Honouring the settler side did not mean romanticizing it. It meant telling the truth about severance, hardness, usefulness, and implication.
Honouring the maternal side did not mean idealizing it. It meant telling the truth about rupture, interrupted daughterhood, reproductive grief, and interference.
And somewhere in the middle of that honesty, I started to feel something new:
compassion without simplification. I met myself underneath the hardened, masked, traumatized little girl throwing fists.
I could begin to understand why my body had become what it had become.
Why I read the field so quickly.
Why people felt safe around me.
Why I overfunctioned.
Why grief lived in the body the way it did.
Why I longed for deep witnessing and also knew how to survive by becoming useful.
Why some parts of me were still looking to be held, while other parts only knew how to hold.
That is part of what led me to create these offerings.

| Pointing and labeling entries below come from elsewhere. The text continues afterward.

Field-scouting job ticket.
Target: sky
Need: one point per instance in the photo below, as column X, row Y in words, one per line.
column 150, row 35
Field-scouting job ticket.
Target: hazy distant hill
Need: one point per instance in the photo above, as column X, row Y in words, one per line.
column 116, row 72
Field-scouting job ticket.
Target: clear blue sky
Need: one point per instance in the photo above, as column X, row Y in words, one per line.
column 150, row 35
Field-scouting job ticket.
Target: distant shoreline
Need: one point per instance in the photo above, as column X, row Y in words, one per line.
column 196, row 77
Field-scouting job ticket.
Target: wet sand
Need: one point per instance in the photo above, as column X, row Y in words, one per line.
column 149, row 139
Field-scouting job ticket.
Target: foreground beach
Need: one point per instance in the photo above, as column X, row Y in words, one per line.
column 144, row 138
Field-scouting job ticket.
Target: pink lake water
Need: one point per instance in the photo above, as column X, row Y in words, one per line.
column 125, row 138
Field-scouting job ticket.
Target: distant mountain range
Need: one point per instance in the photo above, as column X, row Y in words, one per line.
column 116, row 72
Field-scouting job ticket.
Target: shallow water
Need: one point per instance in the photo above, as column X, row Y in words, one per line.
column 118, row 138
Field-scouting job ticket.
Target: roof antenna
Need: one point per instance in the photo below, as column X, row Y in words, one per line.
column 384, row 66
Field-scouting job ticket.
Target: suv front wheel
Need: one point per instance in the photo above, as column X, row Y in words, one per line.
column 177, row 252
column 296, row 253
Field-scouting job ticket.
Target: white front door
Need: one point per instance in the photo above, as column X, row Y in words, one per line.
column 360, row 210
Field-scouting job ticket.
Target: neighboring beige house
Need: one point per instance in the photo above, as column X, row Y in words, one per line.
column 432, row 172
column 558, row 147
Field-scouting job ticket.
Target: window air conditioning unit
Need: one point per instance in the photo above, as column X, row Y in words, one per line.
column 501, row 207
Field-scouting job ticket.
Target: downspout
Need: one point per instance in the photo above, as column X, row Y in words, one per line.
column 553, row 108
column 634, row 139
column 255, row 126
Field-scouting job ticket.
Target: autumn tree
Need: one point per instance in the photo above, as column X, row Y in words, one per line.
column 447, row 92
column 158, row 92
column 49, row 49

I know what it is like to carry something that is older than your own language for it, and when I didn’t have language for it, I created language for it.
I know what it is like to feel that your pain is not just personal, but patterned. That your body is not only reacting, but remembering.
That your role in the room did not begin as personality, but as adaptation. That your inner child is not only your parents’ child, but also the descendant of multiple survival worlds living in one nervous system.
That is the ground these offerings come from.
They come from mapping my own body.
My own lineage.
My own contradictions.
My own grief.
My own regulator patterns.
My own need to understand what I was carrying and what I no longer wanted to pass on unchanged.
Because healing, for me, stopped being only about relief.
It became about truth.
It became about honouring both lineages without flattening either.
It became about understanding what was embedded, what was inherited, what became role, and what could finally be witnessed rather than silently reenacted.
That is the work I’m inviting others into now.
There is no hierarchy here, and you’ll hear that a lot. We’re in this together.
My work calls on a deeper reckoning with what lives in the body, what shaped it, and what becomes possible when we finally stop carrying it unconsciously.